Lorenzo at once called a Parliament to consider the position, and to take steps for the protection of the city and the defence of the State. He addressed the assembly as follows: “I know not, Most Excellent Lords and Most Worshipful Citizens, whether to mourn or to rejoice with you over what has happened. When I think of the treachery and hatred wherewith I have been attacked, and my brother slain, I cannot but grieve; but when I reflect with what eagerness and zeal, with what love and unanimity, on the part of the whole city, my brother has been avenged and myself defended, I am moved not merely to rejoice, but even to glory in what has transpired. For, if I have found that I have more enemies in Florence than I had thought I had, I have at the same time discovered that I have warmer and more devoted friends than I knew.... It lies with you, my Most Excellent Lords, to support me still, or to throw me over.... You are my fathers and protectors, and what you wish me to do, I shall do only too willingly....”

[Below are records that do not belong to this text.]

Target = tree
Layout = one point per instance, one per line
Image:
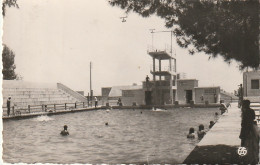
(229, 28)
(9, 3)
(8, 64)
(7, 54)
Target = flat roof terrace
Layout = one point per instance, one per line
(163, 55)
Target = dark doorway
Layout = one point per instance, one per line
(188, 96)
(148, 97)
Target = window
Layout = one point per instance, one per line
(210, 91)
(254, 84)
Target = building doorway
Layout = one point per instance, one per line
(188, 96)
(148, 97)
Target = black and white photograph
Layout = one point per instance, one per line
(130, 82)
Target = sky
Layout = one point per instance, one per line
(55, 41)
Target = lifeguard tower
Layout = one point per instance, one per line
(162, 89)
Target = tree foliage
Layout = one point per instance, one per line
(8, 3)
(8, 64)
(229, 28)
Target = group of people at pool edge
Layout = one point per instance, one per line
(201, 132)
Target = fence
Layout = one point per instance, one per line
(43, 108)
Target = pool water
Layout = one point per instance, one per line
(130, 137)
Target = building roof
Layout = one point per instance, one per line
(117, 90)
(208, 87)
(187, 80)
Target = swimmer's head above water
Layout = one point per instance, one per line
(65, 131)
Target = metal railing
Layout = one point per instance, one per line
(163, 68)
(32, 109)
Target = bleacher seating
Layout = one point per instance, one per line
(27, 93)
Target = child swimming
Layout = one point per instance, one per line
(65, 131)
(201, 132)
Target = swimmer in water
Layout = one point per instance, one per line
(211, 123)
(65, 131)
(191, 134)
(201, 132)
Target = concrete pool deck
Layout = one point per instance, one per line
(220, 144)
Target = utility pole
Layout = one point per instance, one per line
(91, 92)
(152, 31)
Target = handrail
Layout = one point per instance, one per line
(71, 92)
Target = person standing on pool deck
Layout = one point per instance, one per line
(8, 105)
(96, 102)
(249, 133)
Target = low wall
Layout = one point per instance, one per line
(25, 84)
(220, 144)
(72, 93)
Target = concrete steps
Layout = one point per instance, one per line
(27, 93)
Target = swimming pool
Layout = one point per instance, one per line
(130, 137)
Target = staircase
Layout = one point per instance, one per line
(27, 93)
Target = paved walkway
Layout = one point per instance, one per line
(220, 144)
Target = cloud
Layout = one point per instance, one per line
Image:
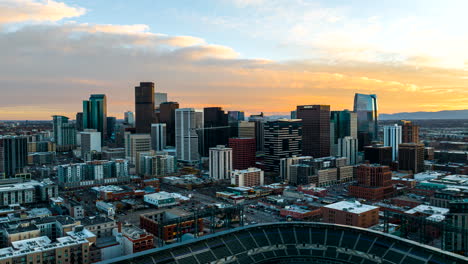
(14, 11)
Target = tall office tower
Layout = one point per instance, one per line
(90, 142)
(315, 129)
(454, 240)
(167, 116)
(411, 157)
(159, 98)
(286, 163)
(374, 182)
(410, 132)
(348, 147)
(365, 105)
(220, 163)
(95, 114)
(129, 118)
(144, 107)
(64, 133)
(342, 124)
(283, 139)
(259, 130)
(111, 123)
(294, 114)
(392, 138)
(243, 152)
(249, 177)
(246, 129)
(134, 144)
(158, 136)
(79, 121)
(235, 116)
(216, 129)
(13, 155)
(378, 154)
(188, 122)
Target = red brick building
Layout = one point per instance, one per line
(243, 152)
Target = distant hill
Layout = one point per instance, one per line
(447, 114)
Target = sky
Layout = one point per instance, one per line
(251, 55)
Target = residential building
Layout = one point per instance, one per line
(315, 130)
(220, 163)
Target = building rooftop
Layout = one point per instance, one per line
(353, 207)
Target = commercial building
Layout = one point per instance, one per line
(249, 177)
(167, 116)
(158, 136)
(283, 139)
(64, 133)
(134, 144)
(374, 182)
(13, 155)
(95, 114)
(351, 214)
(216, 129)
(315, 130)
(348, 147)
(366, 108)
(378, 154)
(411, 157)
(243, 152)
(188, 122)
(144, 107)
(392, 138)
(342, 124)
(220, 163)
(410, 132)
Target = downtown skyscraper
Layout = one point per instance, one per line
(315, 130)
(365, 105)
(95, 114)
(144, 107)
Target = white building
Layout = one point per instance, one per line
(220, 163)
(348, 147)
(129, 118)
(249, 177)
(392, 138)
(135, 143)
(189, 122)
(158, 136)
(90, 142)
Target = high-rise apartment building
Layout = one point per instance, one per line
(392, 138)
(378, 154)
(315, 129)
(348, 147)
(13, 155)
(159, 98)
(411, 157)
(95, 114)
(342, 124)
(249, 177)
(129, 118)
(167, 116)
(243, 152)
(158, 136)
(64, 133)
(410, 132)
(144, 107)
(216, 130)
(220, 163)
(365, 105)
(283, 139)
(189, 121)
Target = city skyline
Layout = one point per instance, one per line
(273, 59)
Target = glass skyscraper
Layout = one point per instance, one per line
(365, 105)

All the hearers were deeply affected by Lorenzo’s oration, some indeed shed tears, but all vowed to support him in resisting the enemy at the gate. “Take courage,” they cried, “it behoves thee, Lorenzo, to live and die for the Republic!”

At the same time they enrolled a bodyguard of twelve soldiers, whose duty it should be to accompany Lorenzo whenever he went abroad, and to protect him in his palace or at his villas. Doubtless they thought the Pope might resort to further secret measures for the slaughter of his enemy.

Thus ended the terrible “Conspiracy of the Pazzi.”